This is part our of a series of things I have noticed about the way I carry on a normal life that can be traced back to OCD—but in a much less serious sense as other situations written about on this site. “Summer means happy times and good sunshine. It means going to the beach, going to Disneyland, having fun.”
• When you hate wearing the hoodie that your mother purchased for you—a kind act indeed, don’t get me wrong. However, the hoodie has horizontal, large grey stripes. And you can’t wear it without thinking it puts an omen on you that you’re going to prison. Yeah, OCD.
• When writing, I can guess a number of words by looking at a document and be within thirty. I want to be within ten, I am obsessed over that. I am obsessed with the ability to measure real life things in my head without a figurative (or literal) system of weights and pulleys. Because I don’t trust systems I didn’t build (I don’t weigh myself because of this and other factors—I do not trust scales or batteries.) And even systems I have built have to be checked over multiple times and calibrated far more often than need. But my brain, with measurements, should be something I can trust perfectly. I know how many ounces that handful of asparagus is by looking at it. Because I have to. Yeah, OCD.
• I know my compulsions, but don’t act on them, thus they become akin to ingrown hairs—gross tentacles cultivating inside of your brain. You must do this but you must not do this. So many reasons, reasons other people just don’t come across. Because they have no conflicting needs to act. Yeah, OCD.

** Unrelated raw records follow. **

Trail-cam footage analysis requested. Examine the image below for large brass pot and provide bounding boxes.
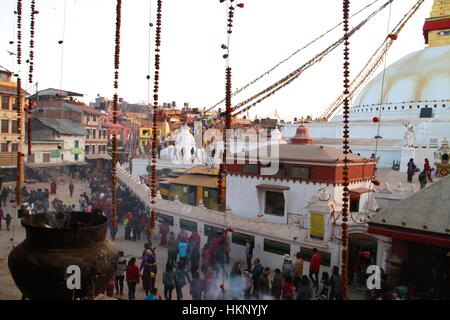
[8,212,118,300]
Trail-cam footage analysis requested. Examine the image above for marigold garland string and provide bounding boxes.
[204,0,380,113]
[27,0,38,155]
[150,0,162,235]
[16,0,23,207]
[111,0,122,228]
[233,0,393,117]
[341,0,350,300]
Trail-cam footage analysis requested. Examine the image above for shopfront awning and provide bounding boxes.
[256,184,290,192]
[368,223,450,248]
[25,161,89,168]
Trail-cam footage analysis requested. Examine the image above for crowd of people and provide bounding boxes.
[406,159,434,189]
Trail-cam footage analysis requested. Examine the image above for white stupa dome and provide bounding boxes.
[270,127,282,141]
[352,45,450,109]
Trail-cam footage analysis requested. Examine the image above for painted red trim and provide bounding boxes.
[368,223,450,248]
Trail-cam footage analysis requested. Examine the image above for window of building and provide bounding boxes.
[264,191,284,217]
[300,248,331,267]
[275,164,286,177]
[350,194,360,212]
[2,120,9,133]
[156,213,174,226]
[231,232,255,246]
[291,167,310,180]
[264,239,291,256]
[2,96,9,110]
[12,120,19,133]
[243,164,259,175]
[180,218,197,232]
[203,224,225,237]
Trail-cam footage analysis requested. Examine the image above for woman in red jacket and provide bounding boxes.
[126,257,140,300]
[423,159,433,182]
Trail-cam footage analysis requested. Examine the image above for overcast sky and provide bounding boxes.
[0,0,433,120]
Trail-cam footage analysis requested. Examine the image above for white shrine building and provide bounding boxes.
[282,0,450,171]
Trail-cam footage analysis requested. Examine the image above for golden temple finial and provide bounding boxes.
[423,0,450,47]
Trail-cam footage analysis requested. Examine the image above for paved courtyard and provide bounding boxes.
[0,179,370,300]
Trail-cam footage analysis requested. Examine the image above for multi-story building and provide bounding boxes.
[32,89,111,165]
[27,118,86,168]
[0,68,27,181]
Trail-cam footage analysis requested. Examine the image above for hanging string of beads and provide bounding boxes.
[341,0,350,300]
[27,0,38,155]
[217,0,244,212]
[16,0,23,207]
[111,0,122,228]
[150,0,162,236]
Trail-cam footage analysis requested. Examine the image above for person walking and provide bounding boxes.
[204,270,219,300]
[189,243,200,275]
[50,180,57,194]
[144,288,161,300]
[281,278,300,300]
[5,213,12,231]
[297,276,313,300]
[69,181,75,198]
[142,249,156,296]
[316,271,330,299]
[167,232,178,266]
[423,159,433,183]
[243,270,253,300]
[126,257,139,300]
[419,170,428,190]
[271,268,282,300]
[202,243,211,275]
[252,258,264,298]
[245,239,254,272]
[163,262,175,300]
[114,251,127,296]
[309,248,322,289]
[175,264,191,300]
[109,217,119,241]
[293,252,304,290]
[258,267,270,300]
[329,266,342,300]
[178,239,188,268]
[189,271,205,300]
[0,187,9,207]
[281,254,295,280]
[406,158,417,183]
[228,261,244,300]
[224,232,231,264]
[159,220,169,246]
[0,207,5,230]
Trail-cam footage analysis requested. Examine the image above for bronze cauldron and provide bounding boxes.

• When your place has a pipe burst because of an insanely unseasonable cold snap in the weather, cutting off almost all your water but one faucet… water which you drink, make coffee with, and all the other essential things you do with water. With this coming a worry that all of your water will stop, and your main concern is needing to urinate in a public place or neighbors house. And you know you can’t. Because going to the bathroom outside of your own place brings up so many psychosocial issues. The need to talk to people, the need to go through your rituals in a public or semi-public place, the need to vary your routine. Yeah, OCD.
• When you look at an item placed meticulously (in this case a cup next to the kitchen sink) and forget why it is there, but you know it is part of a system you put in place. When you know this item is part of your mental disorder, but so many things are that you’re literally forgetting what they’re there for. But you know it is there for a reason, for acting on a repetitive compulsion. But which one? Yeah, OCD.